We run ODP of Dmoz as well with 450,000 pages and about 35,000 pages getting crawled on average per month. They never show up.
As it looks google indexed all pages up to level 3. This is great actually. You should work on moving level 4 into level 3. This should give you at least another 10-20000 pages indexed.
As a last closing note don't advertise on your site at all about Search engine optimization and don't offer the script with a price of 20USD. It could improve a lot your rating on google.
This means not one website links to your site
The directory has PR6 and 1190 backlinks. Those pointing to index, we have dozens of backlinks pointing to internal pages also.
The links grow daily (several hundreds a week), as we offer a free script with links pointing to the index and the script itself.
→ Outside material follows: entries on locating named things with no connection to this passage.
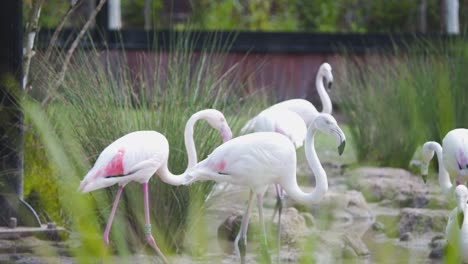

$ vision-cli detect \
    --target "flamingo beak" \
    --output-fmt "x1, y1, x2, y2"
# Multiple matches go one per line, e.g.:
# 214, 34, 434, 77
221, 123, 232, 143
421, 174, 427, 183
458, 212, 465, 229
Many of the googlebot crawlers you get is actually the mediaserver from google adsense and not the googlebot deep crawler as you serve on every single page adsense
Not. We difference googlebot and media bot. Googlebot did 200,000 hits to different pages, media bot does a lot more.
Also your PR6 for your mainpage I wouldn't give much credit that google indexes all your pages
Google has indexed thousands of pages, and there is no reson to not continue doing that. In fact it crawled the mentioned 200,000 pages (and that's because I posted, we are waiting these pages to show)
What you should do is get some PR5 or PR6 inbound links
We have links from PR6-7 sites...
Only" a month to show crawled pages?
I added 5,000 keyword optimized static html pages to my site during the period between June & August. The pages were not spidered until September and are now only beginning to show in searches.
Before Dominic/Esmerelda pages with a PR4 or higher were spidered monthly and updated monthly. Pages with a PR less than 4 were spidered and updated quarterly. I know this because I put an SSI date call in the footer of my pages and check the cached copy to see when the page was spidered.
I'm not saying that this schedule has changed since the new "rolling" update or that it hasn't.
Google has been very slow to bring in regular and timely updates to backlinks and they are the backbone of PR. Check the PR of your new pages. If the PR is less than 4 you may have to wait until all the backlinks are calculated and updated before your new pages become part of the rolling update schedule.
Some really helpful posts here, but you're knocking them all back!
Sorry, but I did not find the posts helpful until the last messages (not only helpless... they were not answering what I asked at all).
But the last messages help me to understand what might be happening.
Thanks to Asinah and specially Arnett.
Regards.
Googlebot 'fetches' your pages, it doesn't know what those pages are yet but took them anyway and stored in a raw master index. Which in turn...
Each URL have to wait their turn to be analyzed, graded, PRed, and ranked accordingly. In short, the actual indexing process.
If these are new URLs, never before in the Google index then the URLs have to run the whole gamut of the so called 100 factors and this could take a long time to process.
Be patience, little by little the processed URLs will be included in the various data centers.
If there are no duplicate content then consider yourself lucky that Google actually crawled 200,000 pages.
Cheers
Pages don't need to be PRed to be indexed. In fact, there are a lot of pages indexed though without PR; As a matter of fact not only without PR (something Google recalculates approximately each month), but also without backlinks being counted (in the last months this occurs more frequently than the PR update).
Let's go further. There are indexed pages Google does not know even their content (those displaying only the url as title and no content at all. Sure you have realized them)
About the 100 factors... they are calculated REAL TIME when you search any term given. Obviously Google does not calculate these factors for each of the millions of different search terms a single page may target (think about all possible combinations).
If Google would need to do that kind of operations over the crawled pages, it would have displayed them gradually. There is no need to release them in bulk.
Onedumbear, thanks for your message. It's pleasant to know this does not happen only to us.